China’s vast economic planning ministry the National Development and Reform Commission, and the Shanghai and Shenzhen stock exchanges, have also issued green bond guidelines and the National Institution of Financial Market Institutional Investors now registers green financial instruments.

Growing pains: greenwashing and international finance

In November 2015, it emerged that China had been under-reporting its coal consumption, after a different set of statistics were revised, with the figure for 2012 alone going up 17%, or 600 million tons.

For green bonds to have environmental credibility and to avoid ‘greenwashing’ – the expression used to describe companies that spend more money claiming to be ‘green’ than actually minimising environmental impact – greater transparency, particularly around third-party certification from academic institutions, auditors, evaluation bodies and social responsibility consultants, is essential.

“Building trust in this market is viewed as highly desirable, maybe even essential if China and other countries are to raise the finance required for greener growth and low carbon transition,” confirm Nan and Yao. “There is currently an urgent need for better information disclosure.”

Internationally, regulation of green bond markets is gradually improving. In 2014 the International Capital Markets Association launched, in association with numerous financial institutions, the Green Bond Principles, the first widely accepted voluntary code of conduct on international markets.

In July, the People’s Bank of China sold the world’s biggest green bond to date. The three-part deal in US dollars, euros and yuan comprised two, three and five-year bonds that raised a whopping  $3.03bn.

That same month, the New Development Bank, an infrastructure-focused lender established by the BRICS nations, completed the sale of its first worldwide bond in China’s interbank bond market.

Reuters reports that proceeds from the five-year, 3 billion yuan ($447.87m) deal will be used to fund eligible renewable energy, pollution prevention and sustainable water management projects. Tech giant Apple also raised $1.5bn earlier this year to slash carbon emissions from its global operations.

Clean break: can China lead the way to a renewable future?

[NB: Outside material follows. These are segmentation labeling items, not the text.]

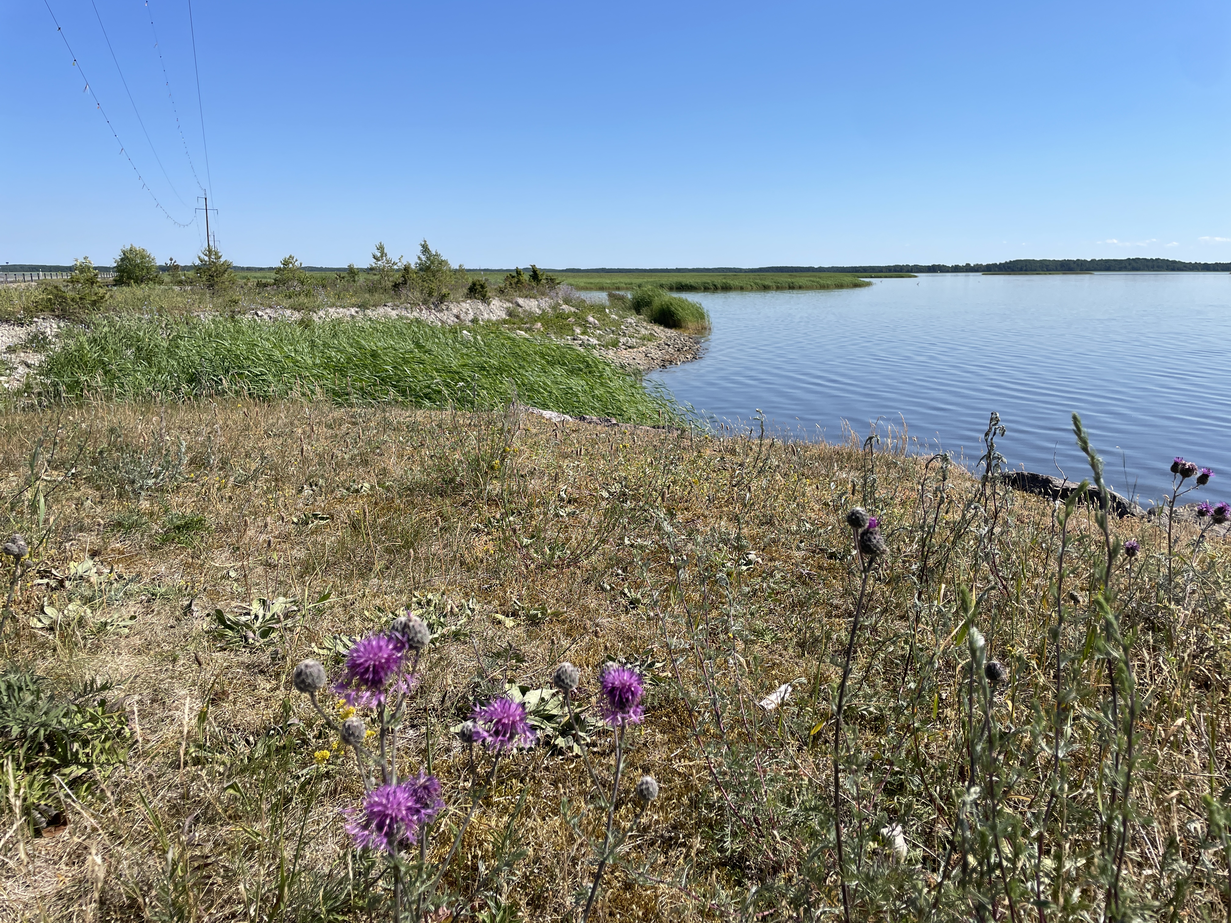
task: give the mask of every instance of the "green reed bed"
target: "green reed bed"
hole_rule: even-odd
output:
[[[863,288],[870,286],[844,272],[559,272],[574,288],[604,292],[657,286],[667,292],[778,292],[794,289]]]
[[[516,398],[625,422],[673,416],[666,398],[592,353],[490,327],[468,332],[401,320],[107,318],[50,353],[41,383],[68,398],[320,393],[345,404],[465,409]]]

At the breakthrough United Nations Climate Change Conference in Paris last December, the Beijing Government under Xi Jinping formally agreed that China’s emissions should peak by 2030.

A report in March by Fergus Green of the London School of Economics and economist Lord Stern suggests that goal may already have been reached, as the world’s largest emitter of greenhouse gases transitions from the low-wage, high-production model toward a higher-value economy.

According to China’s National Bureau of Statistics, coal use in the world’s second-largest economy fell by 3.7% last year compared with 2014 levels, following a 2.9% decrease in 2014. Overall, the fossil fuel fell to 64% of the country’s energy sources, from 66% the year before.

“We are seeing a larger infrastructural change in China,” Green told the Guardian, the result of policies and changing industrial conditions. He added that although there is a possibility that China’s emissions will pick up if its growth rate recovers, the reduction in emissions is likely to continue.

China’s rise was largely powered by cheap, dirty coal. There is now reason to hope that Naomi Klein may have been overly pessimistic and that with strict regulation, financial instruments such as green bonds can help ensure that the country’s future − and that of the planet − lies in renewable energy.